Ринсвинд крякнул, почувствовав, как нечто маленькое и твёрдое впилось ему в ухо. По залу пронесся почти незаметный ветерок.
— A с чего ты взял, что там будут сокровища? — спросил волшебник.
Хрун поднажал, и ему удалось просунуть под камень пальцы.
— Ты находишь пробковые яблоки под пробковой яблоней, — объяснил он. — Ты находишь сокровища под алтарями. Логика.
Он скрипнул зубами. Плита подлетела вверх и тяжело приземлилась на пол.
На этот раз что-то очень больно ударило Ринсвинда по руке. Он махнул пятерней и, разжав кулак, взглянул на добычу. То был обломок камня с пять-плюс-тремя сторонами. Волшебник перевел взгляд на потолок. Он что, так и должен провисать? Хрун, доставая из оскверненного алтаря куски истлевшей кожи, тихонько насвистывал под нос какой-то мотивчик.
Воздух потрескивал, флюоресцировал, гудел. Неуловимый ветерок дергал полы балахона волшебника и хлопал ими, поднимая вихри голубовато-зелёных искр. Вокруг Ринсвинда выли и невнятно бормотали безумные, не до конца сформировавшиеся духи, которых протаскивало мимо.
Ринсвинд попытался поднять руку. Её немедленно окружила сверкающая октариновая корона — это с ревом пронёсся поднимающийся магический ветер.
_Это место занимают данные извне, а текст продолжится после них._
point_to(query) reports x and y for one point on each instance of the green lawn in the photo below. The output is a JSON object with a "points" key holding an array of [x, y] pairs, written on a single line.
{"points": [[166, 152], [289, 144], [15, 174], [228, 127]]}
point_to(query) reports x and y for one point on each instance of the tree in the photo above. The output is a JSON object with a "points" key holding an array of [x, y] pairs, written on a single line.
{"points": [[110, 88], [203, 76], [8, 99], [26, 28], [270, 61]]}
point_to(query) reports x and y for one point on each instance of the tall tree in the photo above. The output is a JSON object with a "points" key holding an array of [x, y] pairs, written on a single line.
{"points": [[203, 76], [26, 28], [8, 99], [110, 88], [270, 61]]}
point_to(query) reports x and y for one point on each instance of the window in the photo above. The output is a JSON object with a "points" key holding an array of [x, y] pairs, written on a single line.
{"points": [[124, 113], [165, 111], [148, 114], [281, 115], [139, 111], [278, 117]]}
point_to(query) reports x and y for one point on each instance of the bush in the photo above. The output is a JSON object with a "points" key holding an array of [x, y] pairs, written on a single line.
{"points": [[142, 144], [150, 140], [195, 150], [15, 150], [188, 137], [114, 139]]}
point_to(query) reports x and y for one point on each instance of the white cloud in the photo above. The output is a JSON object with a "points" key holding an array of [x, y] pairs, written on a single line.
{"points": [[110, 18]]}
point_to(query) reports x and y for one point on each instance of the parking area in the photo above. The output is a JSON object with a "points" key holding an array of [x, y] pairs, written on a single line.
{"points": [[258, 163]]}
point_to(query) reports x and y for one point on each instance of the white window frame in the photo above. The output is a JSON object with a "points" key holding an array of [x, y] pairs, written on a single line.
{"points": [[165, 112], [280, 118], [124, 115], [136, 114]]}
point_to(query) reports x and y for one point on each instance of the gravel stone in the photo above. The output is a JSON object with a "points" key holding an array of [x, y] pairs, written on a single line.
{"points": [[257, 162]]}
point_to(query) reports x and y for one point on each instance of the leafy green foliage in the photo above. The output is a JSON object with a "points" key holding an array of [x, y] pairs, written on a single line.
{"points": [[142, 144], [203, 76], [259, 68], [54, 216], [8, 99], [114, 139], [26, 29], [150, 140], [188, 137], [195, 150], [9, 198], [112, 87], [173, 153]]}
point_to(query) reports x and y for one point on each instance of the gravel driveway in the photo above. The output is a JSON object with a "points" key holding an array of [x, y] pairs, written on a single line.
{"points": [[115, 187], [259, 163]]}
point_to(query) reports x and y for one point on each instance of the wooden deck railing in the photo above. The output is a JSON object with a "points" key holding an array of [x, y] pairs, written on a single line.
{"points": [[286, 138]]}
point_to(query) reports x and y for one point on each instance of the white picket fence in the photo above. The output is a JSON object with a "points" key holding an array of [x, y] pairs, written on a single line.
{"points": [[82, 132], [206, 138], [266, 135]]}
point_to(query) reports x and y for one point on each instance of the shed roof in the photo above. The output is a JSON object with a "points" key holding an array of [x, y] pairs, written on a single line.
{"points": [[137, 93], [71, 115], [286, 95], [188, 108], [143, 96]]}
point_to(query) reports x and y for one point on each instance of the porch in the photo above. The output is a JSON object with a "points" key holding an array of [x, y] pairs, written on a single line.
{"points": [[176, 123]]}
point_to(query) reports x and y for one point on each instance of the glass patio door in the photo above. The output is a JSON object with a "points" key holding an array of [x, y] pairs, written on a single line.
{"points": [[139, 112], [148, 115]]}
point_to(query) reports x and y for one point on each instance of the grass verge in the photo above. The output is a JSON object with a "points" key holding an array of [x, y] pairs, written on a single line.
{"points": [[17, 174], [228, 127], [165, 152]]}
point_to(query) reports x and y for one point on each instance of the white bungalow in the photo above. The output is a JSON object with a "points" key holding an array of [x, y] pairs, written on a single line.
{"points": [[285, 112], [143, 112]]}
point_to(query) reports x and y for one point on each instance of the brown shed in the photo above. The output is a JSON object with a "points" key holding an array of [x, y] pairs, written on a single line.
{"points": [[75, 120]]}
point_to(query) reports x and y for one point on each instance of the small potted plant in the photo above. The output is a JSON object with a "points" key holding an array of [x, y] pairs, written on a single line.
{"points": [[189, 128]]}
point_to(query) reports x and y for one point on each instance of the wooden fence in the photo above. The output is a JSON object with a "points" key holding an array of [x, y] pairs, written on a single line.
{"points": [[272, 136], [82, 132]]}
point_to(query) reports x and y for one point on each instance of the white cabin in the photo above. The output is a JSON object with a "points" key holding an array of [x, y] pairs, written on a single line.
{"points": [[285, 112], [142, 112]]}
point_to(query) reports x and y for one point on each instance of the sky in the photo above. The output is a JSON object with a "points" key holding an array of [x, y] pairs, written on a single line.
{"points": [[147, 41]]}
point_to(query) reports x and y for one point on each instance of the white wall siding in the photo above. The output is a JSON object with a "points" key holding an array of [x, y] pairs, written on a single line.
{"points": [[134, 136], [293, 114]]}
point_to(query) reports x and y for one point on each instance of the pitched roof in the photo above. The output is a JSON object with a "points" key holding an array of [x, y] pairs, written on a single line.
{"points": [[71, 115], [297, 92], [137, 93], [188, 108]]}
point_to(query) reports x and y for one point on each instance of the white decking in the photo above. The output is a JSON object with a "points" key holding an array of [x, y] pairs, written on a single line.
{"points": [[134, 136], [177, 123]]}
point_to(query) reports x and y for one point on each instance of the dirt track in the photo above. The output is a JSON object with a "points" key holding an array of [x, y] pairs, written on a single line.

Буря мчалась по залу, не тревожа ни единой пылинки, однако веки Ринсвинда она выворачивала наизнанку. В туннелях завывали вихри, их пронзительные, как у банши, вопли бешено метались от камня к камню.
Переломившись пополам под напором астральной бури, Двацветок с трудом поднялся на ноги.
— Что здесь творится, черт побери? — прокричал он.
Ринсвинд полуобернулся. Воющий ветер немедленно налетел и чуть не сбил его с ног. Потусторонние смерчи, кружась в потоках воздуха, схватили волшебника за лодыжки.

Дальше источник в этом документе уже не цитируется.